Das Gegenargument: Warum Geisteswissenschaften immer noch wichtig sind
Trotz des Drängens in Richtung MINT warnen Kritiker vor den langfristigen Risiken, die entstehen, wenn die Geisteswissenschaften vernachlässigt werden.
- Ethische und soziale Überlegungen: Technologischer Fortschritt ohne ethische Aufsicht kann zu unbeabsichtigten Folgen führen. KI-Ethik, rechtliche Rahmenbedingungen für neue Technologien und öffentliche Politik erfordern das Fachwissen von Philosophen, Historikern und Soziologen. Chinas digitale Governance stützt sich beispielsweise stark auf Rechtswissenschaftler, die Richtlinien zum Datenschutz und zur KI-Regulierung entwerfen.

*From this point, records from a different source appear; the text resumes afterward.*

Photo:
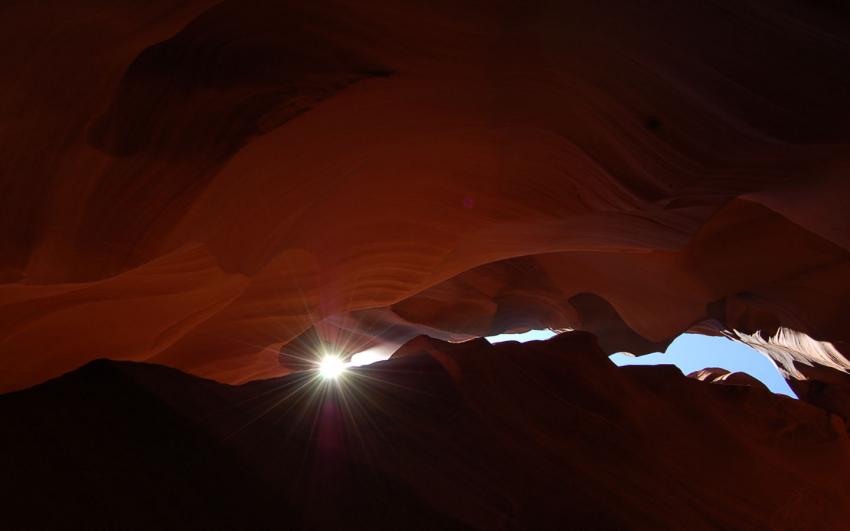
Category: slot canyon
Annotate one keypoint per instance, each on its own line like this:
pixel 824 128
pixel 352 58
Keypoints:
pixel 209 207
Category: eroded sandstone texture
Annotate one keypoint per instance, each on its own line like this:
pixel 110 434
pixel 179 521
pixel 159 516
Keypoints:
pixel 200 183
pixel 441 436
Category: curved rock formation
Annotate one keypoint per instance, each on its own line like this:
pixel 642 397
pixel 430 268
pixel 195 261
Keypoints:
pixel 198 185
pixel 441 436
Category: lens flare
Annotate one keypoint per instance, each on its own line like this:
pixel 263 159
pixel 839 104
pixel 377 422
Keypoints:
pixel 331 367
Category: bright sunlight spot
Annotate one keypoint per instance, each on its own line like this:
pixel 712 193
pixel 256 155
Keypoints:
pixel 331 367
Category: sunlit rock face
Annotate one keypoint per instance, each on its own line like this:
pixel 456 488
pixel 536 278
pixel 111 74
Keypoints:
pixel 441 436
pixel 200 185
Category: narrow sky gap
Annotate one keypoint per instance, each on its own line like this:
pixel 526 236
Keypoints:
pixel 691 352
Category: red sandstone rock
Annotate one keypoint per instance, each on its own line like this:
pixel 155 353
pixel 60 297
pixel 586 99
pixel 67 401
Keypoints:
pixel 199 185
pixel 541 435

- Der Erfolg von interdisziplinären Bereichen: Einige der wirkungsvollsten Innovationen entstehen an der Schnittstelle von Geisteswissenschaften und Technologie. Bereiche wie digitale Geisteswissenschaften, Computerlinguistik und Fintech-Regulierung zeigen, wie Wissen aus beiden Bereichen für wirtschaftliche und gesellschaftliche Vorteile genutzt werden kann. An der Fudan-Universität ist die School of Digital Economy and Financial Technology ein Beispiel für diesen interdisziplinären Ansatz, der Sozialwissenschaften mit neuen Technologiebereichen verbindet.
- Kulturelle und Soft Power: China ist zwar führend in Technologie und Infrastruktur, aber seine kulturellen Exporte – Literatur, Kino und Philosophie – haben noch Luft nach oben. Bemerkenswert ist, dass einer der weltweit bekanntesten Romane Chinas, "Die drei Sonnen", von einem Elektroingenieur und nicht von einem Literaturabsolventen geschrieben wurde. Dies unterstreicht sowohl die Überschneidungen als auch die potenziellen Lücken in der chinesischen Kulturproduktion.

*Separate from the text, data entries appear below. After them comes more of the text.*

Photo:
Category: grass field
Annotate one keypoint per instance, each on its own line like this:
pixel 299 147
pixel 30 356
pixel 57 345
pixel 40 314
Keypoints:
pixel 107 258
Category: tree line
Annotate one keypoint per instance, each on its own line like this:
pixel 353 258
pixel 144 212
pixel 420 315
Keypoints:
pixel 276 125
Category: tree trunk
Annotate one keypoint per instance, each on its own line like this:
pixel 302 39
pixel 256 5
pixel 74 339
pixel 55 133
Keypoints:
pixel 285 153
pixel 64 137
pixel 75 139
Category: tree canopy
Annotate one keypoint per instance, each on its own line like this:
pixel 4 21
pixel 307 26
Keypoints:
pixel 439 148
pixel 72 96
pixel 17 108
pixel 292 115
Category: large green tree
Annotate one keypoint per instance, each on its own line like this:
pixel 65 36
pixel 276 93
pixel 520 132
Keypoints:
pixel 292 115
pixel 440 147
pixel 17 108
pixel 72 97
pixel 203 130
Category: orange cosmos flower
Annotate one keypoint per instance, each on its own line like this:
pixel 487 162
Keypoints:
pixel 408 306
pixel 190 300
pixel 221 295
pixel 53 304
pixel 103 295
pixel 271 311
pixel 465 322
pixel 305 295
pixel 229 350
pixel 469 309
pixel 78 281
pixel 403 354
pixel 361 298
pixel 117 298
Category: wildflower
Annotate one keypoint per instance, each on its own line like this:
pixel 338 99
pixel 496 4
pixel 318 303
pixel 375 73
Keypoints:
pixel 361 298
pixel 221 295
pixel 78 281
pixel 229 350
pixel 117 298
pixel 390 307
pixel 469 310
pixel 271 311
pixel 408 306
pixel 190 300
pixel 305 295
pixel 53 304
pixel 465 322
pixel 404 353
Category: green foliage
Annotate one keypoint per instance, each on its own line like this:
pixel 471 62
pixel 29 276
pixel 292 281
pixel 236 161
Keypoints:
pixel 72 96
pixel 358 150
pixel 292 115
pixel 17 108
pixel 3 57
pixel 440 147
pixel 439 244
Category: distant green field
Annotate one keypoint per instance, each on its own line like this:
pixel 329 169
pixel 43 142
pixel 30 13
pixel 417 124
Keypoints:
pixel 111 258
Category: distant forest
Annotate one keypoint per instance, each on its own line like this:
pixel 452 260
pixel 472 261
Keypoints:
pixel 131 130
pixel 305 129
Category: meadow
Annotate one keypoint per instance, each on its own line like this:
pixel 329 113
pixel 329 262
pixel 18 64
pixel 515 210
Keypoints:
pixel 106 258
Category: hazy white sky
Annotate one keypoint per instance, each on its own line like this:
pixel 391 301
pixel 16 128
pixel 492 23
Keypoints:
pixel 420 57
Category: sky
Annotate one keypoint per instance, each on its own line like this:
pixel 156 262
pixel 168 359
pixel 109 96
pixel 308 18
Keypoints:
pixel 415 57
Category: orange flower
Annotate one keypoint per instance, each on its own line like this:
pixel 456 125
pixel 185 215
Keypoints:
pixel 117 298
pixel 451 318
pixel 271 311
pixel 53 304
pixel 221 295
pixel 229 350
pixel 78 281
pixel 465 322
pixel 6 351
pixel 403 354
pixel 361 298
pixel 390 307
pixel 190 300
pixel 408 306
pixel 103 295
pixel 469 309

Was bedeutet das für Investoren?
Für globale Investoren bieten diese Bildungstrends Einblicke in Chinas wirtschaftliche Prioritäten und den zukünftigen Talentpool:
- Mehr Investitionen in die MINT-Bildung: Erwarten Sie mehr Mittel für Forschungsuniversitäten, KI-Labore und Ingenieurprogramme. Unternehmen in den Bereichen Bildungstechnologie, KI-Forschung und Berufsausbildung dürften staatliche Unterstützung erhalten.
- Schrumpfender Arbeitsmarkt für Geisteswissenschaftler: Medienunternehmen, Verlage und der traditionelle Journalismus könnten in China weiter schrumpfen. Gleichzeitig könnten Bereiche, die Regulierungen und ethische Aufsicht erfordern (KI-Governance, Legal Tech, Policy Analysis), von einer Verlagerung hin zu spezialisierten geisteswissenschaftlichen Ausbildungen profitieren.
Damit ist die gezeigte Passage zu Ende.